I understand the definitions in a logical sense but don't know how to apply the "ball condition" to a real example. I also don't understand how the different boundaries ($<, \leq$) impact it.
 A: When applying the "ball condition" it is important to remember that you can choose a radius $r$ that works.

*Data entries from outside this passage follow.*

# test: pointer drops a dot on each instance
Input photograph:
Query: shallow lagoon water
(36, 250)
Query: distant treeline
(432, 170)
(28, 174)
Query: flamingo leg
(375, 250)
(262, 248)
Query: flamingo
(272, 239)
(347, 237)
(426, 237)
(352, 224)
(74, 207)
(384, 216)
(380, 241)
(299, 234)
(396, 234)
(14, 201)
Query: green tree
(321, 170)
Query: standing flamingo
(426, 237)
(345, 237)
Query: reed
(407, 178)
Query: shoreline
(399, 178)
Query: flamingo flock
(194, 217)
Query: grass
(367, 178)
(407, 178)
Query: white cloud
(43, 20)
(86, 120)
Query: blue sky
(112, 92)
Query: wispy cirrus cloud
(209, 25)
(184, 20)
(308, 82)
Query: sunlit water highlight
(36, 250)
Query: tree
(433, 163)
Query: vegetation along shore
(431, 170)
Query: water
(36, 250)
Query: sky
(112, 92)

Just working in one dimension, we have 
$$ \begin{align}
A &=\{x \in \mathbb{R} : 0\leq x\leq1 \} \setminus\{0\}\\ &=(0,1] 
\end{align}$$
In order to show that $\mathrm{int}(A)=(0,1)$ ... take $a \in (0,1)$ and define $r:=\mathrm{min}\{\frac{a}{2},\frac{1-a}{2}\}$. Then (perhaps with the help of a sketch) you can show that $K(a,r) \subset (0,1)$.
Can you complete this proof, then do similar in $\mathbb{R}^2$ and $\mathbb{R}^3$?

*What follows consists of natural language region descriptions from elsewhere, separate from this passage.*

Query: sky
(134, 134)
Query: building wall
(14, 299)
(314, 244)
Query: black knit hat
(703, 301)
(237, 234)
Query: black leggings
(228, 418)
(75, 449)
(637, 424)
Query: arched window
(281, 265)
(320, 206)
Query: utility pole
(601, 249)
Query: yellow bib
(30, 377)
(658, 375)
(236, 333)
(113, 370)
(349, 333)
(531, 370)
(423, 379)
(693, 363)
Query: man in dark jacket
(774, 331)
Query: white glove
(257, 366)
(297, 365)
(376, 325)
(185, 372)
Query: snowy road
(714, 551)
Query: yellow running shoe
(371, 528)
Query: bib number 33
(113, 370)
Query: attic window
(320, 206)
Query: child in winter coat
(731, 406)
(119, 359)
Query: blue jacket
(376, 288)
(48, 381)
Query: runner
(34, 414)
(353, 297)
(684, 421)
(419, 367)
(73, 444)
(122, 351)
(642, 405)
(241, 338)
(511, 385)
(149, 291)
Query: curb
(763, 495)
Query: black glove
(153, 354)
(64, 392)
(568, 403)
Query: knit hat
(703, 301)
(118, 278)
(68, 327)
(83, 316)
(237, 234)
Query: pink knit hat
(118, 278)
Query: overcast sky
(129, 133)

A: If $a=(x,y,z)\in A$ and $0\in \{x,y,z\}$ and $r>0$ then the ball $K(a,r)$ will contain a point with a negative co-ordinate, so $K(a,r) \not \subset A.$ Because  $(x-r/2, y-r/2, z-r/2)\in K(a,r),$ and if at least one  of $x,y,z$ is  $0$ then at least one of $x-r/2,\;y-r/2,\;z-r/2$ is negative. 
Similarly if $a\in A$ and $(x=1\lor y=2\lor z=3)$ and $r>0$ then $(x+r/2,y+r/2,z+r/2)\in K(a,r)$ but $(x+r/2>1\lor y+r/2>2 \lor z+r/2>3)$ so $K(a,r)\not \subset A.$
Now $[\;a=(x,y,z)\in A$ $ \land 0\not \in \{x,y,z)\}\land (x\ne 1\land y\ne 2 \land z\ne 3)\;]$ if and  only if $a\in B=(0,1) \times (0,2)\times  (0,3).$.. (where $(u,v)$ denotes an open interval in $\Bbb R$.) .... If $a\in B$ let $r=\min \{x,\;1-x,\;y,\;2-y,\;z,\;3-z\}$. Then $r>0.$ And $(x',y',z')\in K(a,r)\implies \max (|x'-x|, |y'-y|,|z'-z|)<r$ $ \implies (x',y',z')\in B.$.. So $K(a,r)\subset A.$
Similarly to $\Bbb R^2$ and to $\Bbb R,$ if $(x,y,z)\in S\subset \Bbb R^3$  and if either (i).. $(x,y,z') \not \in S$ whenever  $z'>z$ or (ii).. $(x,y,z')\not \in S$ whenever $z'<z,\;$... then $(x,y,z) \not \in $ int$(S)$. 
Remarks.  The phrase $0\not \in \{x,y,z\}\land (x\ne 1\land y\ne 2 \land z\ne 3)$ can be written  $0\not \in \{x,y,z,1-x,2-y,3-z\}.$.. The most common notation  for an open ball $K(a,r)$ is $B(a,r)$...("$B$" for ball).